Too bad that didn't necessarily carry over.

I entered the audition room already nervous (I hate auditioning, and remember it had been a while) and the complete lack of pleasantries and hellos threw for a bit of a loop (again, it had been a while). I was completely unfocused and launched into the monologue without giving myself that tiny moment to focus; the ensuing crap that came out of my mouth and body can only be described as bad high school theatre at best. I redeemed myself somewhat, managing to pull it together about 1/3 of the way through the monologue...that is until I fucked up a line towards the end of the piece.

Did I mention it was Shakespeare? Umm, yeah. The good 'ol Bard. The good 'ol Bard whom everyone knows and who happenms to write in fucking iambic pentameter so that when you fuck up a line, even if you seamlessly run right through it it is alarmingly obvious. Yeah, nice one.

I somehow managed to finish the piece - the ending being the one time anyone laughed (it was a comic piece and when done right, really quite funny...the stress, of course, being upon when done right). They politely thanked me for coming in; I thanked them in return for seeing me and then tried to fly out of the door but had to humiliate myself further by backtracking to pick up a piece of paper I had left on the floor. Lovely. Huge points for professionalism there.

The really stupid thing is that I am very comfortable and at home with Shakespeare. Hell, I fucking studied it at the Oxford School of Drama in England (as did Orphannie, before me and for grad school). Yet I walked in almost begging to fail.

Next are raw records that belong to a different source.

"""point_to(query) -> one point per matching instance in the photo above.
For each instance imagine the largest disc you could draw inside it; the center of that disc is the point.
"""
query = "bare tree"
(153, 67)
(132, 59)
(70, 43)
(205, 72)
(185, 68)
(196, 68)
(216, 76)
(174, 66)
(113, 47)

But at least I did it. I'm back in the game. I took that first step of re-entry, humiliated myself greatly, and now I can move on from there. There is a certain freedom that comes with humiliation, because you have nothing left to fear. You've fucked up, you've survived, and now you know that fucking up won't kill you.

Yay! I fucked up!

2 Comments:

Blogger laura said...

congratulations on living!:)

November 15, 2005 6:40 AM  
Blogger Swa said...

it's just like riding a bike, luv; you never forget. In your case, the bike may be a bit rusty, but give it a couple of go-arounds and you'll be back to snuff in no time! Hang in there!